Hammett’s sympathy for political radicalism appears to date from his late adolescence, when (according to his father’s subsequent allegations) he was consorting with ‘Communists’ – probably, in 1912 or so, followers of the anarchist Emma Goldman. But Hammett was constantly quarrelling with his father at this time, and such associations may have been a youthful response to a piece of family history: in 1896, Richard Hammett had ineptly switched from the Democrats to the Republicans in a vain attempt to contest a State election. Moreover, if Hammett was seriously connected with radicalism, it makes his employment soon afterwards by the Pinkerton Agency (whose involvement in strike-breaking and other anti-union activities was well-known) a very curious business on both sides, in need of further investigation. Equally deserving of inquiry is the question of Hammett’s activities, during his time with the Agency, in Anaconda, Montana, the scene of pitched battles between unions and mine-owners, the model for Personville in Red Harvest and the birthplace of his wife.
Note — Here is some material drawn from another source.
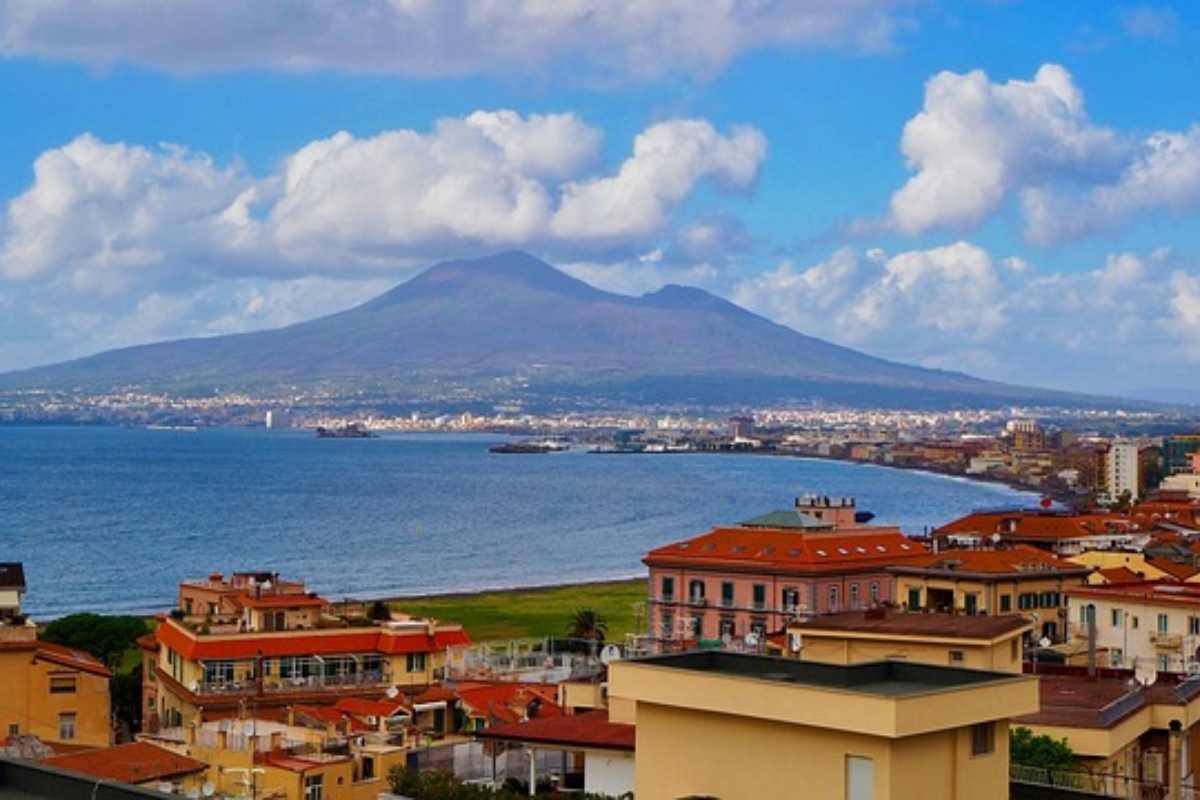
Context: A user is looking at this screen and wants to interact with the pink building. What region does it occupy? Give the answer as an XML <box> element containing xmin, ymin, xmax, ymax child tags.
<box><xmin>642</xmin><ymin>498</ymin><xmax>926</xmax><ymax>640</ymax></box>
Layman more or less ignores such issues, however. He merely reports, and the same authorial stance is maintained when he comes to describe Hammett’s political actions in later life: his support for the Loyalist cause in the Spanish Civil War and his endorsement of the Moscow show trials instigated by Stalin, the investigations by the FBI after his World War Two Army service in Alaska, his trusteeship of the Civil Rights Congress’s controversial bail fund and his serving of a jail sentence for contempt of court in 1951, his continued harassment by HUAC investigators and his appearance before the Committee in 1953. It’s a sad and sorry tale, and its immediate impact is all the greater for Layman’s unemotional tone, very similar to the detached, laconic voice of the disillusioned private eye as he recounts the facts which his dogged inquiries have revealed. One can have a great deal of respect for such a stance, especially when it results in a biography as solidly informative as this. But ultimately the refusal to speculate as well as to report, to weigh evidence as well as to cite it, to offer hypotheses as well as facts, all serve to limit Shadow Man, to frustrate the reader on all counts, not just the political aspect. It tells us what happened, so far as is known; in not going beyond, it leaves us suspecting that Hammett’s most enduring fictional creation was not Sam Spade or the Continental Op but his own authorial persona – and that his most complex mystery plot was the route to the self that lay behind it.